What Avent gets right about AI agents in industrial commerce

What Avent gets right about AI agents in industrial commerce

Mimir·February 23, 2026·3 min read

Starting with the hardest problem first

Most industrial distributors live and die by quote speed. A customer calls with an RFQ, and suddenly you're looking up pricing across three systems, checking availability, interpreting vague requirements, and hoping you didn't miss a line item. Avent's approach is refreshingly direct: they transcribe the call, pull real-time data from your ERP, and generate a draft quote while you're still on the phone.

What's clever here is the ERP synchronization. They're not asking you to replace NetSuite or SAP—they plug into what you already have, whether it's on-premise or in the cloud. The product handles order validation at the line level, which means you catch errors before they hit your system of record. It's the kind of unglamorous automation that saves hours without requiring organizational upheaval.

The broader positioning is smart too. Avent frames their AI as a "modular stack" that works alongside your team, not instead of them. Sales reps still review and approve everything, but the tedious lookup work happens automatically. It's 24/7 coverage without the friction of convincing your VP of Sales that robots are taking over.

The inbox problem nobody talks about

Here's something that doesn't get enough attention: most industrial commerce teams lose inquiries simply because email is chaos. Requests come in across multiple channels, get buried in threads, and nobody has a clear view of what's actually in flight.

Avent tackles this with automated classification and routing. Emails get tagged, tasks get extracted, and inquiries land with the right person without manual triage. It's not flashy, but it solves a real operational blind spot. When you're juggling hundreds of customer conversations, having a system that knows the difference between a price check and a rush order is genuinely useful.

The opportunity here is to go deeper. If the system is already transcribing calls and capturing requirements, why not guide the conversation in real-time? When a customer gives vague specs or misses a critical detail, the sales rep could get a prompt right then—not after the call when it's too late.

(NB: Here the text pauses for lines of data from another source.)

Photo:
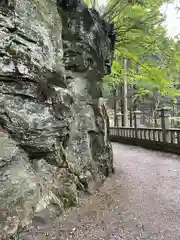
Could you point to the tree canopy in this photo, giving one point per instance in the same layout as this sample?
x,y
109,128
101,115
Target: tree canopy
x,y
154,58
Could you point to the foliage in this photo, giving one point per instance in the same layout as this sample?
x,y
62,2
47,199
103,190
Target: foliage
x,y
154,58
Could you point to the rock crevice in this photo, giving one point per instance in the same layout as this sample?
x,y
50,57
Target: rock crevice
x,y
53,123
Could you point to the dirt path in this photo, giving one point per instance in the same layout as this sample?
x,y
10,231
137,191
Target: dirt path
x,y
141,201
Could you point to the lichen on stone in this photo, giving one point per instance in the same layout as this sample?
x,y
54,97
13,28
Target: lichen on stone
x,y
53,124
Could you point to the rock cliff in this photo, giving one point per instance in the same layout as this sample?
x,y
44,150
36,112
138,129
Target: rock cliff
x,y
53,123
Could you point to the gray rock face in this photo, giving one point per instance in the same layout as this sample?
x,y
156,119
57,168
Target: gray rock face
x,y
53,123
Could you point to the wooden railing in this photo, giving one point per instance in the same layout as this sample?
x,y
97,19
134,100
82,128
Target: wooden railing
x,y
154,138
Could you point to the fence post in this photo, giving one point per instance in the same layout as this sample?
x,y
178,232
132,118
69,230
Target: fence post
x,y
137,121
165,123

That would turn speed into accuracy, which is where the real value compounds.

Knowledge capture as a competitive advantage

The best insight in Avent's positioning is around institutional knowledge. Pricing rules, vendor relationships, discount structures—all of this lives in people's heads or scattered across inboxes. When someone leaves, that knowledge walks out the door.

Avent positions their agents as a way to preserve this, and they're right to emphasize it. The challenge is making it easy to contribute. If updating pricing logic requires engineering time, it becomes a bottleneck. What would be powerful is a visual editor where non-technical users can map rules and exceptions themselves—dragging nodes to build decision trees, setting thresholds, documenting edge cases. Let the people who know the business encode the knowledge without waiting for IT.

The other area worth doubling down on is data governance. Enterprise buyers need clarity on retention timelines, model training practices, and third-party access. It's not enough to shift liability to customers in the terms—they need a dashboard where they can see what's stored, for how long, and who has access. Without that, deals stall in legal review even when the product works perfectly.

Final thoughts

Avent is solving real problems for a market that's notoriously hard to automate. They're starting with quote generation and order entry—two places where speed directly impacts revenue—and they're doing it without requiring you to rip out existing systems. The positioning around complementary AI rather than replacement is exactly right for this buyer.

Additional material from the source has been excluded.